Wszczęto śledztwo w związku z tajemniczą śmiercią w czerwcu 13 koali i kolejnych trzech odnalezionych w późniejszym czasie na plantacji eukaliptusa w australijskim stanie Wiktoria - przekazało biuro lokalnego konserwatora przyrody.

W momencie odkrycia ciała zwierząt znajdowały się na różnych etapach rozkładu, od kilku tygodni do roku po śmierci. Jak dotąd wyniki sekcji zwłok nie pozwoliły ustalić przyczyny zgonów. Zdjęcia rentgenowskie nie wykazały urazów, w tym złamań, ani śladów ran powstałych w wyniku postrzelenia.

Konserwator przyrody nadal ocenia szereg możliwych przyczyn śmierci, ale przekazał, że brak urazów, w połączeniu z wynikami patologii, sugeruje, że ich przyczyną mogły być "czynniki środowiskowe".

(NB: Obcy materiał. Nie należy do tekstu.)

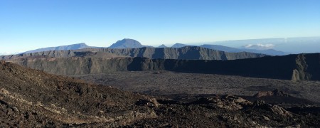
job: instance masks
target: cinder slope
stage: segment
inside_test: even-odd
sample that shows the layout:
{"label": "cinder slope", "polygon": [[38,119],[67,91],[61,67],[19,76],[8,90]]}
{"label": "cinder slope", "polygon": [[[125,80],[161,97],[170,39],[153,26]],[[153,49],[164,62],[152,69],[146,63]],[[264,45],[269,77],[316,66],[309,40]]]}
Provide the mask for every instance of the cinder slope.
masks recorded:
{"label": "cinder slope", "polygon": [[[251,53],[227,53],[200,47],[183,48],[86,48],[76,50],[51,50],[32,53],[23,53],[0,56],[0,59],[9,60],[35,56],[47,56],[53,58],[68,58],[79,56],[91,56],[95,54],[110,54],[116,56],[142,57],[162,59],[186,59],[186,60],[235,60],[268,56],[264,54]],[[88,54],[88,55],[87,55]],[[99,56],[92,56],[99,57]],[[100,55],[102,58],[106,58]]]}
{"label": "cinder slope", "polygon": [[19,65],[63,75],[123,70],[170,70],[293,80],[320,80],[320,53],[233,60],[147,58],[41,58],[12,59]]}

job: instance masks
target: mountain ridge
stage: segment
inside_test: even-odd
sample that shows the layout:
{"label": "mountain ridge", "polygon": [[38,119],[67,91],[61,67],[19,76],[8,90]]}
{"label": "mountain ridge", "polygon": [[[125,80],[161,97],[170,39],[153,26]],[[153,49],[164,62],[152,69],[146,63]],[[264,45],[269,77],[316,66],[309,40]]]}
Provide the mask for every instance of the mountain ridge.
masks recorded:
{"label": "mountain ridge", "polygon": [[75,44],[71,44],[71,45],[67,45],[67,46],[56,46],[56,47],[42,48],[35,49],[35,50],[28,50],[28,51],[23,52],[22,53],[31,53],[48,51],[48,50],[77,50],[77,49],[83,49],[83,48],[92,48],[92,47],[87,46],[85,43],[75,43]]}

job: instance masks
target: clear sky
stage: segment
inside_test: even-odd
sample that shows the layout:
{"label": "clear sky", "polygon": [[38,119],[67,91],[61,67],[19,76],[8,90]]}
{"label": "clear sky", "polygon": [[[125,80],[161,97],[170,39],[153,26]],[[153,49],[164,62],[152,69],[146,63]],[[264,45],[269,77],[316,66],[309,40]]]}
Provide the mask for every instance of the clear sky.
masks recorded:
{"label": "clear sky", "polygon": [[0,53],[320,36],[319,0],[1,0]]}

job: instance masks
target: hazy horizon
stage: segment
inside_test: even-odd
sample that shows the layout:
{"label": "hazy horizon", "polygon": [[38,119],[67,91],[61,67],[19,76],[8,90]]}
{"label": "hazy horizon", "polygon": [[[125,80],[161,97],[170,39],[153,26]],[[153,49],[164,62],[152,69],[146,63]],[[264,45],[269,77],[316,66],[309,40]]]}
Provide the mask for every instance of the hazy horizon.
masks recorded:
{"label": "hazy horizon", "polygon": [[299,53],[302,45],[286,49],[272,43],[223,42],[319,37],[319,9],[316,0],[4,0],[0,1],[0,54],[79,43],[107,47],[122,38],[152,46],[220,41],[234,48],[274,46]]}

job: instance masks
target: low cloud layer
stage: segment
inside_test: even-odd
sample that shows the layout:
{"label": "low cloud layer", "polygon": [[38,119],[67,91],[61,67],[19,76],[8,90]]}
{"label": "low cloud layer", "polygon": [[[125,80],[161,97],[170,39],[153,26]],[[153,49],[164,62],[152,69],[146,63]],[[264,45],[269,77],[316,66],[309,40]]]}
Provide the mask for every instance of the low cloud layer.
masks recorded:
{"label": "low cloud layer", "polygon": [[257,43],[257,44],[247,44],[243,46],[242,47],[249,49],[267,50],[273,48],[274,47],[274,45]]}

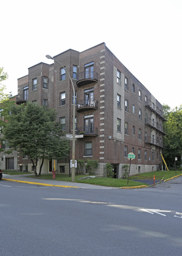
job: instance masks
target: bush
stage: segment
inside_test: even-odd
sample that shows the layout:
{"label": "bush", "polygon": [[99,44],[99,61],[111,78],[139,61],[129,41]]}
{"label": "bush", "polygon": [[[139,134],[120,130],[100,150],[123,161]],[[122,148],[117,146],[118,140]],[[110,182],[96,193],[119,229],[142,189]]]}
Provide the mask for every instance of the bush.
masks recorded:
{"label": "bush", "polygon": [[93,169],[96,169],[99,166],[98,160],[93,160],[93,159],[87,159],[86,168],[88,170],[88,172],[90,175],[93,175],[95,172]]}
{"label": "bush", "polygon": [[122,166],[122,168],[124,169],[124,171],[125,171],[125,172],[123,175],[123,179],[128,178],[128,177],[129,167],[129,165],[127,164],[125,164],[124,165]]}
{"label": "bush", "polygon": [[106,163],[105,167],[105,173],[107,178],[112,178],[115,175],[113,171],[112,166],[110,163]]}

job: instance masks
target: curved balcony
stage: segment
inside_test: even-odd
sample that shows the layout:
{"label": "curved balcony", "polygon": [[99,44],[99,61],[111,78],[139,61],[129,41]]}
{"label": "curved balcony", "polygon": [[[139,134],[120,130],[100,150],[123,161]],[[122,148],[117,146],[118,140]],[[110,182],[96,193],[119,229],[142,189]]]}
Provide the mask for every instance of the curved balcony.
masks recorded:
{"label": "curved balcony", "polygon": [[77,102],[77,111],[81,112],[89,110],[97,109],[98,101],[94,99],[81,100]]}
{"label": "curved balcony", "polygon": [[98,135],[98,129],[94,126],[79,127],[77,129],[76,134],[77,135],[83,134],[84,137],[86,136],[96,136]]}
{"label": "curved balcony", "polygon": [[17,105],[20,105],[23,103],[26,103],[28,100],[28,97],[27,95],[26,95],[26,99],[24,99],[24,95],[23,94],[18,94],[16,96],[16,103]]}
{"label": "curved balcony", "polygon": [[77,76],[77,85],[80,86],[98,81],[98,74],[94,71],[84,71]]}

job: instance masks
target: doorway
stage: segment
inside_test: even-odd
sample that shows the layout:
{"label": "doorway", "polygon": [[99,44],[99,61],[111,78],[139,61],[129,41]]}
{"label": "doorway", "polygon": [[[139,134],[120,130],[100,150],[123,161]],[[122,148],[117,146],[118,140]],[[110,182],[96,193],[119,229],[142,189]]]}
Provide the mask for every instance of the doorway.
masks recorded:
{"label": "doorway", "polygon": [[111,164],[112,167],[112,171],[114,174],[112,176],[113,178],[118,178],[118,165],[115,164]]}

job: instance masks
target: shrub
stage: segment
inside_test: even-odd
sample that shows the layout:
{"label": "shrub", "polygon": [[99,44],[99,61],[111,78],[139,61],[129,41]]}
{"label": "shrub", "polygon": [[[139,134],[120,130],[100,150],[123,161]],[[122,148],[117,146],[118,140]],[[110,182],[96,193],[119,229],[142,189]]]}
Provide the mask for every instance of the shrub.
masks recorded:
{"label": "shrub", "polygon": [[88,174],[90,175],[93,175],[95,173],[93,169],[96,169],[99,165],[98,160],[87,159],[86,167],[88,170]]}
{"label": "shrub", "polygon": [[129,165],[128,165],[127,164],[125,164],[122,167],[122,168],[124,169],[124,171],[125,171],[125,172],[124,173],[124,174],[123,175],[123,179],[128,178],[128,177],[129,167]]}
{"label": "shrub", "polygon": [[112,178],[115,174],[113,171],[112,166],[110,163],[106,163],[105,166],[105,173],[107,178]]}

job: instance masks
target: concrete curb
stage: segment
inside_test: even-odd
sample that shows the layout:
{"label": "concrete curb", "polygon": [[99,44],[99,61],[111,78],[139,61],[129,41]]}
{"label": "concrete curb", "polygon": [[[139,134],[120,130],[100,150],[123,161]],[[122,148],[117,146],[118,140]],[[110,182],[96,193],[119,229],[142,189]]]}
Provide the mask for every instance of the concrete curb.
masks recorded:
{"label": "concrete curb", "polygon": [[60,187],[66,188],[73,187],[76,188],[80,188],[79,187],[74,187],[73,186],[64,186],[64,185],[53,185],[52,184],[48,184],[45,183],[38,183],[38,182],[31,182],[31,181],[24,181],[17,180],[10,180],[10,179],[2,178],[2,179],[4,180],[9,181],[14,181],[15,182],[21,182],[21,183],[28,183],[28,184],[35,184],[35,185],[42,185],[42,186],[49,186],[49,187]]}

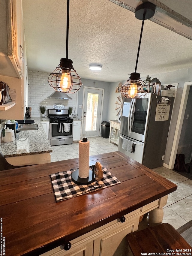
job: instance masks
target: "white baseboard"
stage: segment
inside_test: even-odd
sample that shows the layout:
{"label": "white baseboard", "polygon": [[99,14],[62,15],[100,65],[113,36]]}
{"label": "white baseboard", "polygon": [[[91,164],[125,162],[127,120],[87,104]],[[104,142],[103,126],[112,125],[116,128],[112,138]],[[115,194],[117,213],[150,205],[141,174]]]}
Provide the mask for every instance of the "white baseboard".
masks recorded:
{"label": "white baseboard", "polygon": [[164,167],[166,167],[166,168],[169,169],[169,165],[167,164],[165,164],[164,163],[163,164],[163,166],[164,166]]}

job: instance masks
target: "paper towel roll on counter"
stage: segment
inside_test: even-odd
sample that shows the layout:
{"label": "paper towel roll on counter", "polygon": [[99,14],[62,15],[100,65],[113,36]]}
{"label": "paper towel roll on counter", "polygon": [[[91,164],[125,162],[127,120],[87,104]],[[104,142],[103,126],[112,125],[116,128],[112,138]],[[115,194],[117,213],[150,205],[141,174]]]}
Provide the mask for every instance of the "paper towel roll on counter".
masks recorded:
{"label": "paper towel roll on counter", "polygon": [[89,171],[89,142],[83,138],[79,142],[79,176],[80,178],[87,178]]}

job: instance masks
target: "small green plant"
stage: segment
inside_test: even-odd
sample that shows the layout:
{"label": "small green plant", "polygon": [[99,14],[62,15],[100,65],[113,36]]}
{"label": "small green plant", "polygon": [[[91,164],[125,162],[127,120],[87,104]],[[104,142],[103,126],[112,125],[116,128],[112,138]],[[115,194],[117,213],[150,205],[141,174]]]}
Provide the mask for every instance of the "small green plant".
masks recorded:
{"label": "small green plant", "polygon": [[73,107],[69,107],[69,115],[71,115],[72,114],[72,111],[73,111]]}
{"label": "small green plant", "polygon": [[151,81],[151,77],[150,77],[148,75],[147,76],[147,77],[146,77],[146,80],[143,81],[144,84],[148,84],[149,82]]}
{"label": "small green plant", "polygon": [[45,111],[46,109],[46,106],[44,106],[43,105],[40,105],[39,106],[39,108],[41,114],[42,115],[44,115],[45,114]]}

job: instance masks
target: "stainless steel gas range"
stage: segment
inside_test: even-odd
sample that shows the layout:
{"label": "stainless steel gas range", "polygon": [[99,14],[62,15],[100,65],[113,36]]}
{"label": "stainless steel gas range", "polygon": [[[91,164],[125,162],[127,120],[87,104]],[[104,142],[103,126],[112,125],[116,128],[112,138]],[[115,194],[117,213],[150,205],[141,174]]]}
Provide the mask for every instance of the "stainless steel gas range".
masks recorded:
{"label": "stainless steel gas range", "polygon": [[69,116],[68,109],[48,109],[51,146],[73,143],[73,119]]}

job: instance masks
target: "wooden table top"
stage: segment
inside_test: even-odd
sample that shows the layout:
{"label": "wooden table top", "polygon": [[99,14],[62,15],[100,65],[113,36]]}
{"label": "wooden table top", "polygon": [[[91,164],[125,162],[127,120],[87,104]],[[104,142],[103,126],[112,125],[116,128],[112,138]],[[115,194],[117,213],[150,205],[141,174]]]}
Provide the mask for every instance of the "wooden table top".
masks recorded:
{"label": "wooden table top", "polygon": [[6,256],[38,255],[177,189],[176,184],[117,152],[91,156],[90,165],[100,162],[120,184],[56,203],[50,174],[76,170],[78,160],[0,172],[0,217]]}

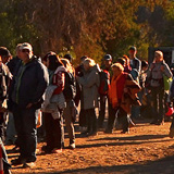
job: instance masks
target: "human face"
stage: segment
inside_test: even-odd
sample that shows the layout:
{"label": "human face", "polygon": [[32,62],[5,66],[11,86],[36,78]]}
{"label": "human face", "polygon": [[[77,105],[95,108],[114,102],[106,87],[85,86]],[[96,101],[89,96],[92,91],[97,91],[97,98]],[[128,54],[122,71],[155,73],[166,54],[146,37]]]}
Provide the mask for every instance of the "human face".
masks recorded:
{"label": "human face", "polygon": [[22,49],[21,50],[21,54],[20,54],[20,59],[24,62],[27,63],[29,62],[29,60],[33,57],[33,51],[28,50],[28,49]]}
{"label": "human face", "polygon": [[7,62],[11,60],[11,57],[1,57],[1,59],[2,59],[2,63],[5,64]]}
{"label": "human face", "polygon": [[158,62],[161,62],[162,61],[162,57],[159,54],[159,53],[154,53],[154,61],[158,63]]}
{"label": "human face", "polygon": [[112,67],[113,76],[119,76],[121,71],[117,67]]}
{"label": "human face", "polygon": [[136,50],[129,50],[129,51],[128,51],[129,59],[134,59],[134,58],[136,58],[136,53],[137,53],[137,51],[136,51]]}
{"label": "human face", "polygon": [[109,61],[104,61],[104,64],[105,64],[105,67],[110,67],[111,66],[111,64],[112,64],[112,60],[109,60]]}
{"label": "human face", "polygon": [[90,69],[90,67],[89,67],[89,64],[84,63],[84,70],[87,72],[89,69]]}
{"label": "human face", "polygon": [[49,67],[49,65],[50,65],[50,60],[49,59],[47,59],[47,62],[46,62],[46,64],[45,64],[47,67]]}
{"label": "human face", "polygon": [[16,55],[21,59],[21,52],[22,52],[22,50],[21,49],[17,49],[16,50]]}

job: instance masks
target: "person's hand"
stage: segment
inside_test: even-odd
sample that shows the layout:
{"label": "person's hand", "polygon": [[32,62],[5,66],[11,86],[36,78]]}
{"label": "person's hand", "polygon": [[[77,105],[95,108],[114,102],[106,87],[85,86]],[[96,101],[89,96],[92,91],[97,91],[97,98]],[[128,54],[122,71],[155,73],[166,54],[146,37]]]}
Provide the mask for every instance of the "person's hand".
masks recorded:
{"label": "person's hand", "polygon": [[164,66],[161,66],[161,71],[164,72]]}
{"label": "person's hand", "polygon": [[26,105],[26,109],[29,109],[32,105],[33,105],[33,103],[28,103],[28,104]]}
{"label": "person's hand", "polygon": [[124,92],[125,92],[125,94],[127,94],[127,92],[128,92],[128,88],[124,88],[123,90],[124,90]]}

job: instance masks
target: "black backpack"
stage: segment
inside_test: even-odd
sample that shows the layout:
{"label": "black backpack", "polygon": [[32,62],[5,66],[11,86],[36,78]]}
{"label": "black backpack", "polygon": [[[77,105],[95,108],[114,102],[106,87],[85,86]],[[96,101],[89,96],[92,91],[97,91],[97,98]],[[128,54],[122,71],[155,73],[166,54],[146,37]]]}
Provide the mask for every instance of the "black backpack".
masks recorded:
{"label": "black backpack", "polygon": [[3,102],[3,100],[7,97],[7,75],[3,70],[3,67],[0,67],[0,101]]}
{"label": "black backpack", "polygon": [[74,99],[76,95],[76,83],[75,77],[72,73],[65,73],[65,85],[63,89],[63,95],[66,100]]}
{"label": "black backpack", "polygon": [[105,96],[108,95],[108,90],[110,86],[110,73],[105,70],[101,70],[99,75],[100,75],[99,94]]}

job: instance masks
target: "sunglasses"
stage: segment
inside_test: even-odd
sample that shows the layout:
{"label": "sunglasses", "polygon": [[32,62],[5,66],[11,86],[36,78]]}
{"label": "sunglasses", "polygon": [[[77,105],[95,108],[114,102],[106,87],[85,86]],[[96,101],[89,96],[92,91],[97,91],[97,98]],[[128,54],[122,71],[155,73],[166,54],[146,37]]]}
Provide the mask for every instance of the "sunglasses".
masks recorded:
{"label": "sunglasses", "polygon": [[21,51],[22,51],[22,52],[29,52],[28,49],[22,49]]}

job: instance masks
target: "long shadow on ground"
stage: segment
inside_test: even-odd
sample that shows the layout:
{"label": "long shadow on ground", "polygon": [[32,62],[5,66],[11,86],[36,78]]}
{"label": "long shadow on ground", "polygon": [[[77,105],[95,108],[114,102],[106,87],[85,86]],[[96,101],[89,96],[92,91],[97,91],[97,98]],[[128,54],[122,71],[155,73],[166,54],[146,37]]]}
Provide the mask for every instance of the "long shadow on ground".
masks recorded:
{"label": "long shadow on ground", "polygon": [[[41,172],[38,174],[173,174],[174,154],[158,161],[150,161],[146,164],[90,166],[86,169]],[[21,173],[24,174],[24,173]],[[26,174],[26,173],[25,173]],[[29,173],[28,173],[29,174]]]}

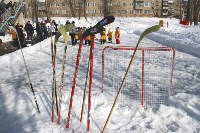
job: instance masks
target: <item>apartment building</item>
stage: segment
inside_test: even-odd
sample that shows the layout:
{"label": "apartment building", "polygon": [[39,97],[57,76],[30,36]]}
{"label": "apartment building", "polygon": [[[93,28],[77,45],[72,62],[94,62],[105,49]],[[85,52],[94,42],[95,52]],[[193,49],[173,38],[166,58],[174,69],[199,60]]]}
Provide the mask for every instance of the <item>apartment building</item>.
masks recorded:
{"label": "apartment building", "polygon": [[[86,14],[88,17],[104,16],[104,0],[87,0]],[[156,4],[157,1],[157,4]],[[49,2],[50,14],[54,17],[71,17],[69,4],[65,0],[52,0]],[[73,1],[76,16],[83,16],[83,2]],[[158,0],[107,0],[109,15],[119,17],[153,17],[160,16]],[[38,15],[45,16],[45,2],[38,2]]]}
{"label": "apartment building", "polygon": [[[30,1],[30,0],[29,0]],[[105,0],[86,0],[88,17],[104,16]],[[108,15],[118,17],[168,17],[180,16],[181,0],[106,0]],[[84,3],[73,0],[76,17],[83,17]],[[53,17],[71,17],[69,3],[66,0],[46,0],[38,2],[38,16],[45,17],[46,11]],[[49,10],[47,10],[49,7]],[[32,7],[30,7],[32,8]]]}

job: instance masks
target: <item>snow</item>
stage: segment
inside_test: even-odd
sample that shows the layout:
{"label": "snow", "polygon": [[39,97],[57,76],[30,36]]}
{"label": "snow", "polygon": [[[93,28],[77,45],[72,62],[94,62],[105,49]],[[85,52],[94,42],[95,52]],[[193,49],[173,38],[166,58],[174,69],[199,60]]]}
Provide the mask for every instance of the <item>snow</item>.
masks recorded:
{"label": "snow", "polygon": [[[76,26],[93,26],[102,18],[54,18],[65,23],[75,21]],[[114,30],[120,27],[120,46],[135,46],[139,35],[148,27],[158,24],[161,18],[116,18],[107,26]],[[144,38],[141,47],[170,46],[176,50],[173,89],[168,105],[121,106],[114,109],[105,130],[106,133],[199,133],[200,132],[200,26],[179,25],[179,20],[163,18],[164,27]],[[169,26],[166,26],[166,22]],[[99,38],[99,35],[96,35]],[[4,40],[9,40],[5,36]],[[115,42],[114,38],[113,41]],[[70,43],[70,41],[69,41]],[[91,133],[101,132],[110,112],[114,97],[106,90],[101,93],[101,55],[105,46],[95,40],[95,62],[92,88],[92,107],[90,111]],[[58,42],[57,84],[60,82],[64,40]],[[66,120],[69,109],[71,87],[76,64],[78,46],[68,46],[65,67],[64,90],[61,107],[61,124],[51,122],[51,94],[53,70],[51,64],[50,38],[23,49],[30,79],[36,92],[41,114],[37,113],[33,94],[26,75],[21,51],[0,56],[0,132],[87,132],[87,98],[82,123],[80,122],[82,97],[87,70],[89,47],[83,46],[82,61],[78,73],[70,127]],[[165,55],[161,55],[165,59]],[[111,60],[116,60],[112,54]],[[153,64],[152,64],[153,65]],[[122,70],[119,70],[122,71]],[[162,70],[161,70],[162,71]],[[123,74],[122,74],[123,75]],[[162,79],[161,79],[162,80]],[[105,87],[108,85],[105,85]],[[164,87],[164,85],[163,85]],[[132,102],[127,101],[127,102]],[[120,102],[119,102],[120,103]],[[133,104],[131,104],[133,105]]]}

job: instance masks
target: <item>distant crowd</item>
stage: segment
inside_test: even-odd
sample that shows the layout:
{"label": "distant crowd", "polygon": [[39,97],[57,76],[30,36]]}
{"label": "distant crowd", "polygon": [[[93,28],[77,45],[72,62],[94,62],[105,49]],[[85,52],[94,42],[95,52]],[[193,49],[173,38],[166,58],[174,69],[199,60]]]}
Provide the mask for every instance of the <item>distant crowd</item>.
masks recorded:
{"label": "distant crowd", "polygon": [[[66,21],[65,25],[68,25],[72,23],[75,26],[75,22],[70,22],[69,20]],[[26,47],[26,43],[33,44],[34,42],[40,42],[44,39],[50,37],[51,35],[56,35],[56,32],[58,32],[58,28],[61,25],[60,21],[58,23],[55,22],[55,20],[51,21],[50,23],[47,23],[46,21],[41,21],[36,23],[36,26],[33,26],[30,21],[28,21],[25,26],[20,25],[17,23],[15,25],[19,41],[22,47]],[[88,27],[89,28],[89,27]],[[86,27],[76,27],[73,28],[71,31],[69,31],[69,35],[71,37],[71,44],[74,46],[78,43],[81,35],[86,30]],[[24,33],[25,31],[25,33]],[[10,30],[10,33],[12,34],[12,39],[14,43],[17,45],[18,39],[17,34],[12,29]],[[116,44],[120,44],[120,30],[119,27],[115,29],[115,39]],[[103,31],[100,33],[100,44],[104,44],[108,38],[108,43],[112,43],[112,35],[113,31],[111,29],[106,32],[106,28],[103,29]],[[91,45],[91,36],[87,36],[84,38],[85,45]]]}
{"label": "distant crowd", "polygon": [[14,7],[16,5],[16,2],[12,3],[12,1],[8,2],[7,4],[4,2],[4,0],[0,3],[0,16],[5,12],[6,9],[11,8],[11,10],[14,11]]}

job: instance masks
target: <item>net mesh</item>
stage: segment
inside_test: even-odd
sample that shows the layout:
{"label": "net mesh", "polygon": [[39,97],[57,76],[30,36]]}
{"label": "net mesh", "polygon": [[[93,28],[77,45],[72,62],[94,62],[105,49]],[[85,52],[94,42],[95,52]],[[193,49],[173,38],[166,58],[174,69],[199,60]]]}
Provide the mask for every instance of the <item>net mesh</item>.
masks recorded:
{"label": "net mesh", "polygon": [[[173,50],[166,49],[169,48],[140,48],[136,52],[122,88],[119,106],[148,107],[167,104],[171,89]],[[107,48],[104,51],[103,89],[113,97],[113,100],[120,88],[133,51],[122,47],[118,50]]]}

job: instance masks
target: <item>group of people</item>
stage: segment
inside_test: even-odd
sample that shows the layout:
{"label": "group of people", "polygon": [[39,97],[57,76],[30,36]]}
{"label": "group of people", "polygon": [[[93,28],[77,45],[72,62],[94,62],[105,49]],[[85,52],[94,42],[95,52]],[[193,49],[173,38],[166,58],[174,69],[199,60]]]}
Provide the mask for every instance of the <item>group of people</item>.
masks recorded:
{"label": "group of people", "polygon": [[[75,26],[75,22],[71,22]],[[69,21],[65,23],[65,25],[70,24]],[[28,21],[25,24],[25,27],[23,28],[23,25],[20,25],[17,23],[15,26],[17,30],[17,34],[19,37],[19,41],[22,45],[22,47],[26,46],[26,40],[31,41],[31,44],[33,43],[33,39],[35,38],[37,42],[43,41],[44,39],[50,37],[51,35],[55,35],[56,32],[58,32],[60,24],[57,24],[55,20],[53,20],[49,25],[47,25],[46,22],[38,22],[36,24],[36,27],[34,27],[30,21]],[[36,37],[34,37],[34,30],[36,30]],[[76,45],[78,40],[80,39],[80,36],[83,34],[83,32],[86,30],[85,27],[74,27],[71,31],[69,31],[69,35],[71,37],[71,43],[72,46]],[[24,34],[24,32],[26,34]],[[16,33],[14,31],[10,31],[12,34],[13,41],[18,43],[18,39],[16,36]],[[120,30],[119,27],[116,28],[115,30],[115,39],[116,39],[116,44],[120,44]],[[104,44],[108,38],[108,43],[112,43],[112,37],[113,37],[113,31],[111,29],[108,30],[108,33],[106,33],[106,29],[104,28],[103,31],[100,33],[100,43]],[[84,38],[85,40],[85,45],[91,45],[91,36],[87,36]]]}
{"label": "group of people", "polygon": [[[67,21],[66,25],[69,24],[70,22]],[[72,24],[75,26],[75,22],[72,21]],[[72,46],[77,44],[78,39],[80,38],[80,36],[83,34],[83,32],[86,30],[86,28],[82,28],[82,27],[77,27],[77,28],[73,28],[70,32],[69,35],[71,36],[71,42],[72,42]],[[112,34],[113,32],[111,31],[111,29],[109,29],[108,33],[106,34],[106,29],[103,28],[103,31],[100,33],[100,43],[104,44],[106,42],[106,39],[108,37],[108,43],[112,43]],[[120,30],[119,27],[116,28],[115,30],[115,39],[116,39],[116,44],[120,44]],[[91,45],[91,36],[88,35],[87,37],[84,38],[85,40],[85,45],[90,46]]]}
{"label": "group of people", "polygon": [[6,11],[6,9],[13,8],[15,7],[16,2],[12,3],[12,1],[8,2],[7,4],[4,2],[4,0],[1,1],[0,3],[0,16]]}

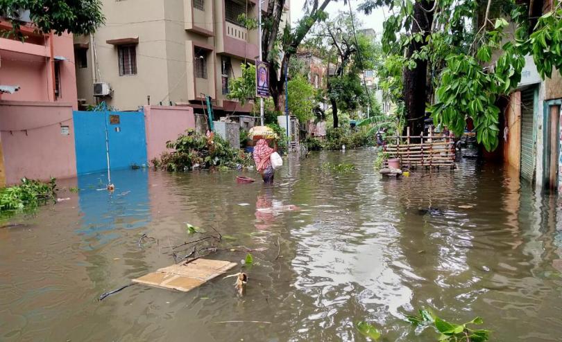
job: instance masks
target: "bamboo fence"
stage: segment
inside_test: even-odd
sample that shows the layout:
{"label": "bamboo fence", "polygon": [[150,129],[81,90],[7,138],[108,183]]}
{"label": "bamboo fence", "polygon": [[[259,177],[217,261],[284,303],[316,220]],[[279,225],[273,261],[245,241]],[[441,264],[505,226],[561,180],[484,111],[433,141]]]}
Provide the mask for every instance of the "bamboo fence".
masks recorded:
{"label": "bamboo fence", "polygon": [[[398,158],[402,167],[454,168],[454,140],[450,136],[438,136],[429,129],[427,136],[411,136],[407,127],[405,136],[386,137],[389,143],[384,151],[389,158]],[[385,167],[388,162],[385,161]]]}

"Susze, pożary buszów, fale upałów i brak wody zagrażają koalom i prowadzą do spadku ich populacji" - skomentował portal Autimes.

Szacuje się, że w 2020 roku w Wiktorii żyło około 413 tys. koali. W raporcie departamentu ochrony środowiska z 2020 roku, opartym na danych zebranych w ciągu 15 lat, oszacowano, że 15 tys. koali, lub 4 proc. populacji w całym stanie, zostało dotkniętych pożarami buszu w okresie tzw. czarnego lata w Australii między 2019 a 2020 rokiem.

W zeszłym roku badanie przeprowadzone przez australijską fundację AKF wykazało, że liczba koali zamieszkujących Australię gwałtownie spada i w ciągu kilku lat skurczyła się o 30 proc.

Koale są chronione na mocy ustawy Victoria's Wildlife Act. Maksymalna kara za umyślne zabicie koali w stanie Wiktoria to grzywna w wysokości 9246 dolarów australijskich (ok. 30 tys. złotych) i/lub sześć miesięcy więzienia.